Research Highlights:

  • Higher body mass index (BMI) – an indicator of obesity – in late adolescence is associated with a significantly higher risk of first ischemic stroke in men and women under age 50, regardless of whether they had Type 2 diabetes.
  • Even BMIs in the high-normal range are associated with increased stroke risk in both men and women.

Embargoed until 4 a.m. CT/5 a.m. ET Thursday, May 13, 2021

(NewMediaWire) – May 13, 2021 – DALLAS – Higher body mass index (BMI) in adolescence is associated with a significantly higher risk of first ischemic stroke in adults under age 50 regardless of whether they had Type 2 diabetes, according to new research published today in Stroke, a journal of the American Stroke Association, a division of the American Heart Association.

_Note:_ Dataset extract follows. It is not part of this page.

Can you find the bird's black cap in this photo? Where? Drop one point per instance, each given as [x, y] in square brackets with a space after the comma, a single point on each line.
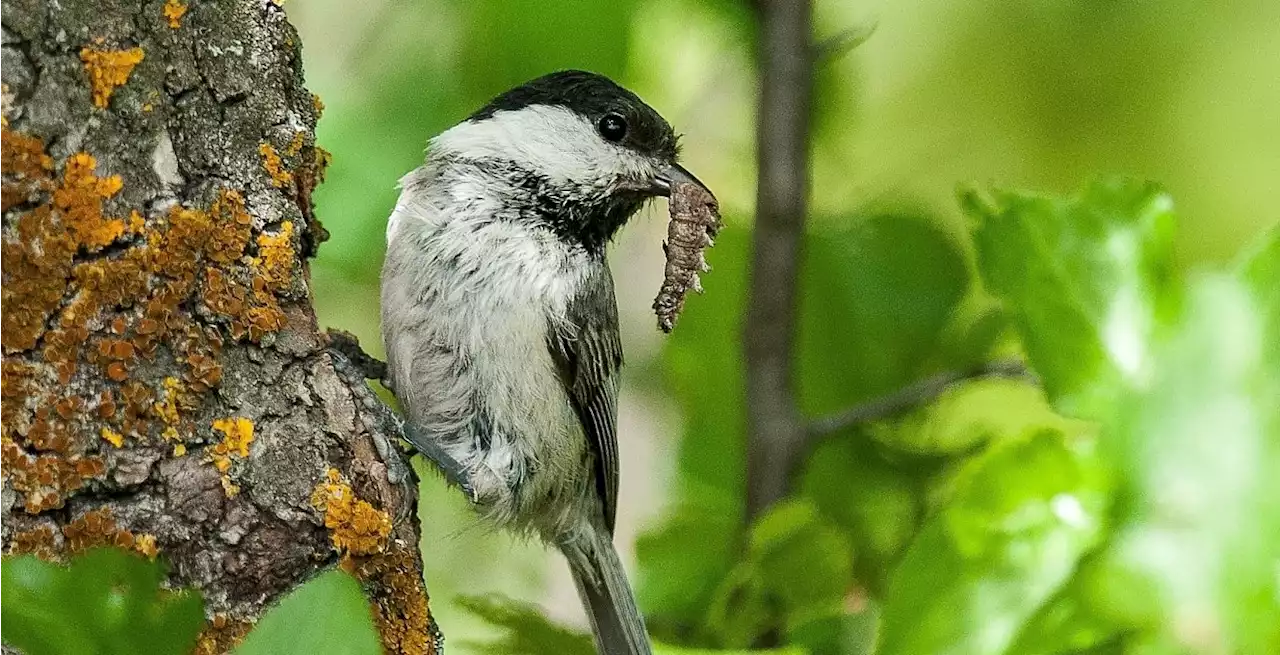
[593, 96]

While rates of adolescent obesity and stroke among adults under the age of 50 years continue to rise around the world, the precise link between the two conditions is still not fully understood.

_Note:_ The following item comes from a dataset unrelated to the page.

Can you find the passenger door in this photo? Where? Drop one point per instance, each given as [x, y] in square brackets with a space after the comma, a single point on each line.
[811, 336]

“Adults who survive stroke earlier in life face poor functional outcomes, which can lead to unemployment, depression and anxiety,” said study co-author Gilad Twig, M.D., M.P.H., Ph.D., an associate professor in the Medical Corps of the Israel Defense Forces and the department of military medicine, Faculty of Medicine of The Hebrew University in Jerusalem, Israel. “The direct and indirect costs attributed to stroke prevention and care are high and expected to keep increasing since the rate of stroke continues to rise.”

This study specifically analyzed adolescent BMI and first stroke before the age of 50 among 1.9 million men and women (ages 16 to 20; 58% men; 84% born in Israel) from two nationwide databases: the Israel Defense Forces and the Israeli National Stroke Registry. All the participants in the database had undergone one complete medical exam between 1985 and 2013.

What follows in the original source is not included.